Some time ago I made a smart comment on the difference between being alone versus being in solitude. Much as I would love to think that I was in solitude, that made me forsake all writing fora; the reality has something else to say.
First off, being in solitude does not mean you forsake what you love. Which is exactly what I have been guilty of: no reflection, no poems and no building on my first novel to be finished soon. No much as an optimistic thought. Then, who would I share it with?
Instead, I was overcome with insecurities and incapabilities. Miserable and testy. Without any indulging. It’s one of those rare moments I think my angel has lost all power; which is my doing. Yes, I do right by being kind and mostly thinking kind thoughts. But the truth is, this is not enough. No joy in what I call my everyday accomplishments that go towards the greatest good; of love for all and forgiveness.
Too, I surround myself with people and at the same time it eats at me that these are superficial relationships; as none understands me or none is without any prejudice toward me. Yes, I am prone to paranoia, it’s escalated these past few weeks.
I don’t feel confident in expressing my emotions. Then I remember that in this forum I can help and by writing, I am helped.

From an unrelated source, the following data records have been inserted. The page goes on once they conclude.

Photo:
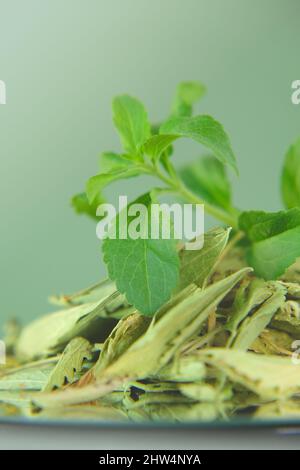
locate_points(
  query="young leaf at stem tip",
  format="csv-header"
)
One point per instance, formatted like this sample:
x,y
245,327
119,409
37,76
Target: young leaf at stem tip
x,y
131,121
81,204
290,178
187,94
205,130
146,270
275,240
196,266
207,178
111,161
97,183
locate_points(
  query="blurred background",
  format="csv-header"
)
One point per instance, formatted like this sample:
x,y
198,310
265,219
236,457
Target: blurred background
x,y
64,61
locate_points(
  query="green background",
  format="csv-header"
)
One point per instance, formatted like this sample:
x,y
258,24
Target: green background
x,y
63,61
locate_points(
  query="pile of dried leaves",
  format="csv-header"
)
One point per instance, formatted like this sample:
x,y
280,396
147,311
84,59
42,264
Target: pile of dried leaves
x,y
220,348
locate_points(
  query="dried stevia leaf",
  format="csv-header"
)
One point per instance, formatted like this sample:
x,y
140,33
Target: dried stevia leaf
x,y
94,293
288,318
273,342
33,378
168,331
249,295
62,326
70,364
270,377
126,332
252,326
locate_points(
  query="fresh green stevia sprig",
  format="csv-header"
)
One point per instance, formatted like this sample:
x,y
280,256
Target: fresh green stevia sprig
x,y
272,237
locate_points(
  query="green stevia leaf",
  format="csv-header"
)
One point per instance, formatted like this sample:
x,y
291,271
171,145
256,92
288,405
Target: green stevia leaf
x,y
205,130
97,183
145,269
276,240
81,204
157,145
260,225
110,161
290,178
271,257
253,325
169,330
270,377
130,118
70,364
197,265
207,179
187,94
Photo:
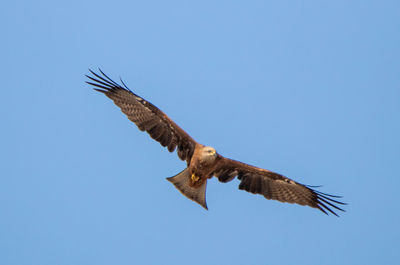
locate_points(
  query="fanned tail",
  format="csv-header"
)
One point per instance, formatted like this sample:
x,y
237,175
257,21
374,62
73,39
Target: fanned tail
x,y
196,193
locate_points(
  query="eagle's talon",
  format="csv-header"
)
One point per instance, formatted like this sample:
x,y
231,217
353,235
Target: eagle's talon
x,y
195,178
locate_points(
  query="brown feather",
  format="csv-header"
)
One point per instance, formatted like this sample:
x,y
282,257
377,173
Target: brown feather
x,y
273,186
146,116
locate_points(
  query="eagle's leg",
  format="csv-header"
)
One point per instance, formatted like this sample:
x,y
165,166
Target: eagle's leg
x,y
195,178
190,185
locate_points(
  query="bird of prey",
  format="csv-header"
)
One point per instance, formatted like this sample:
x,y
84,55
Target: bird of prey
x,y
203,162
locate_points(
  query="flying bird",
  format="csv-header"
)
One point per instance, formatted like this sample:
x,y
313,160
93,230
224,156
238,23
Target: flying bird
x,y
203,162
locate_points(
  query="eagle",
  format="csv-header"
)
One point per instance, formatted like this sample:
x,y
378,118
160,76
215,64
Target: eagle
x,y
203,162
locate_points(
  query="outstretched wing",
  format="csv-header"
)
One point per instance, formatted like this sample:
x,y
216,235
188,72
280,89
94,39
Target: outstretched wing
x,y
274,186
146,116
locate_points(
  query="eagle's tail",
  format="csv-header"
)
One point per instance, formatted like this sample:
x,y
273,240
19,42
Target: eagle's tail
x,y
182,183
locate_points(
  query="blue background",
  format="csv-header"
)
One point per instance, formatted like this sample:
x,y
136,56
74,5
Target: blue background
x,y
309,89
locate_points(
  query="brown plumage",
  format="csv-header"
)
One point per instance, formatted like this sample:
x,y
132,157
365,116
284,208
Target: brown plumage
x,y
203,162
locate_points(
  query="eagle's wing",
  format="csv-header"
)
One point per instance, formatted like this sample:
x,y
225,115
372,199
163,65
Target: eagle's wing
x,y
273,186
146,116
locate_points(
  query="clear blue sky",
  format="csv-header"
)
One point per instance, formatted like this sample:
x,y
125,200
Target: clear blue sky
x,y
307,89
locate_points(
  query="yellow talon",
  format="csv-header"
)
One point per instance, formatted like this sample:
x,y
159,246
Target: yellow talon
x,y
195,178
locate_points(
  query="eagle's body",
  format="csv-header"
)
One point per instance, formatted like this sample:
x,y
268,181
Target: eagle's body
x,y
203,162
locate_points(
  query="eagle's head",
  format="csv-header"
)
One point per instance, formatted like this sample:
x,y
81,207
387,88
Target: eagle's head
x,y
208,154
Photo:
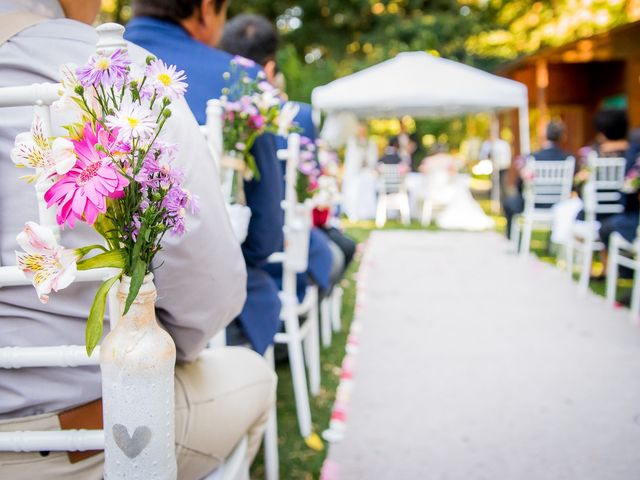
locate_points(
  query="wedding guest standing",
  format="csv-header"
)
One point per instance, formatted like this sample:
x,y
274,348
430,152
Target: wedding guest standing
x,y
186,33
200,289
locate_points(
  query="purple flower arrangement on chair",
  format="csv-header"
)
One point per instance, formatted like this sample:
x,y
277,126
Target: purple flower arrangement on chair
x,y
110,171
252,107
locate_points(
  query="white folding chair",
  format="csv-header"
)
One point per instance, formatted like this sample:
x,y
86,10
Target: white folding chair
x,y
232,468
41,96
437,193
601,195
302,340
624,254
392,194
551,183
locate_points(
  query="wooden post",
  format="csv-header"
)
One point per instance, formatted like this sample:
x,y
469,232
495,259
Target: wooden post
x,y
542,82
632,81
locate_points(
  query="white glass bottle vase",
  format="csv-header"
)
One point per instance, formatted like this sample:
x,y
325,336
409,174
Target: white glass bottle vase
x,y
137,359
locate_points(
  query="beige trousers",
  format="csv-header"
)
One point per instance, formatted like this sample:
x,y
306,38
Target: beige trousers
x,y
225,394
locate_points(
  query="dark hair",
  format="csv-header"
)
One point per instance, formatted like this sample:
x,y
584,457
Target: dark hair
x,y
612,123
175,10
251,36
555,130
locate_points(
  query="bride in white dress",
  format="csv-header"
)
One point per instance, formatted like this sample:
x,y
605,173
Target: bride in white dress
x,y
448,189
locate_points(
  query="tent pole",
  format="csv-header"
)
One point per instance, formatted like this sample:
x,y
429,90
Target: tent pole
x,y
523,121
495,174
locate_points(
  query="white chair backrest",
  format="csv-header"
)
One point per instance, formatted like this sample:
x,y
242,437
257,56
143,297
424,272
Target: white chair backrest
x,y
391,178
297,216
602,192
41,96
550,183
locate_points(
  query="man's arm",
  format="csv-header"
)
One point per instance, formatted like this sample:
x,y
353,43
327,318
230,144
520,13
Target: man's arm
x,y
263,198
201,276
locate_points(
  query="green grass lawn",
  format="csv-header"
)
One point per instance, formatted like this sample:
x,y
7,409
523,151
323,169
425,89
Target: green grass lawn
x,y
299,462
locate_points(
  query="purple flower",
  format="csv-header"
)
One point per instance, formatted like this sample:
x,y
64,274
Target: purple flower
x,y
256,121
243,62
104,70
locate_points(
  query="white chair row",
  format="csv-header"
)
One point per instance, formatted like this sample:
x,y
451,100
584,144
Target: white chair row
x,y
601,196
548,183
40,97
392,194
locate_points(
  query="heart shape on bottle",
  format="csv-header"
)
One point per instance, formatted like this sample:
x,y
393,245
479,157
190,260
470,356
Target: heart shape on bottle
x,y
133,445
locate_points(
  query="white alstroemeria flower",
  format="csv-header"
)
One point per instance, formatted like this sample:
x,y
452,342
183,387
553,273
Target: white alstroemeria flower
x,y
62,155
285,119
33,150
133,121
69,83
48,265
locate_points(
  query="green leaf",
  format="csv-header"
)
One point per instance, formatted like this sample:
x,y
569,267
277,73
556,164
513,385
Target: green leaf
x,y
93,332
112,258
137,277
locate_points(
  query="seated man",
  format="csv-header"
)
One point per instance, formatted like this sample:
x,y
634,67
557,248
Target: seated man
x,y
391,154
255,38
513,200
199,290
185,34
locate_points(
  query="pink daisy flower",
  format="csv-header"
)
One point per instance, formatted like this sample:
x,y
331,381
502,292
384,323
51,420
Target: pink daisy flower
x,y
104,70
82,192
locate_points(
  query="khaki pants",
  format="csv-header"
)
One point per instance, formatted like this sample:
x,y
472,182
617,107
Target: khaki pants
x,y
225,394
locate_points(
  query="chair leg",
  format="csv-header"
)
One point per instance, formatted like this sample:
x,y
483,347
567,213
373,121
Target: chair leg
x,y
569,253
515,233
325,321
312,352
612,272
405,210
527,232
634,310
271,456
299,379
381,211
427,212
585,271
336,307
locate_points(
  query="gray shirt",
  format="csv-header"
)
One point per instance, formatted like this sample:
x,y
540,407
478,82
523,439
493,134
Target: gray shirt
x,y
200,277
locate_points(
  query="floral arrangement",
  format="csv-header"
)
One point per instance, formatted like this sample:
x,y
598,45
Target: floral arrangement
x,y
632,179
308,170
328,193
109,171
581,177
251,108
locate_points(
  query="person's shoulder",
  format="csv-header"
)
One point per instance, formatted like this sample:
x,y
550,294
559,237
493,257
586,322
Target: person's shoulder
x,y
61,30
305,109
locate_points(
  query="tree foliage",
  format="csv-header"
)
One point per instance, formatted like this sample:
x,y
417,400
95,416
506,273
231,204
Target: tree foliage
x,y
325,39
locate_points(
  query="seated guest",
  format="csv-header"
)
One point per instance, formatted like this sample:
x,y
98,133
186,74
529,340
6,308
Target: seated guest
x,y
612,126
391,155
254,37
200,290
514,201
185,34
625,223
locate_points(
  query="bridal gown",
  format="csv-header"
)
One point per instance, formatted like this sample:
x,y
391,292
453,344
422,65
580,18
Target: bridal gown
x,y
462,211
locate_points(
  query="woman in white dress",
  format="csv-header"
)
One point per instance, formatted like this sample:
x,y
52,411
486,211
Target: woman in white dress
x,y
446,188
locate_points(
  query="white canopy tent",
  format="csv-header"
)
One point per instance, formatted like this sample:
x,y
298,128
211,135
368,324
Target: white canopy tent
x,y
421,85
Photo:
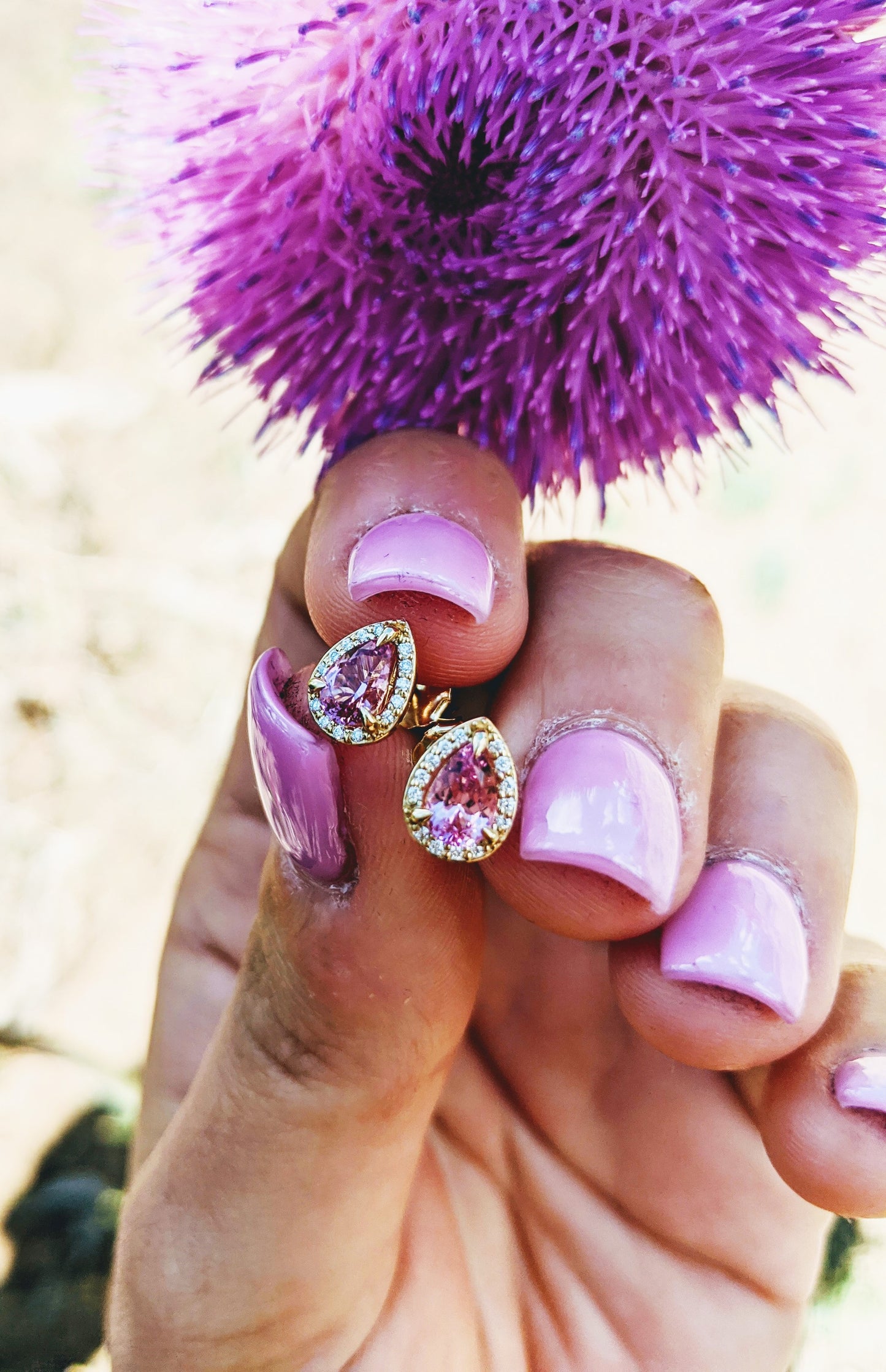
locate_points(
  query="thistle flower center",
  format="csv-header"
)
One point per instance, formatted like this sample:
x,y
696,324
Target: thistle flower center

With dreams of being in danger with no one to call. I mean, even my dreams have something to say. Am I destined to be alone? I must be. I refuse to even consider that I alienate people as the alternative. I am too attention- starved, in my own way for that.
So, that’s all that’s been happening. I am exhausted and overwhelmed; and myself, with whom I am normally honest, I am denying. Don’t know where this is taking me.
Know am not the only one who feels like this.Don’t have a lot of words anymore. It’s dedication to my passion that create these words.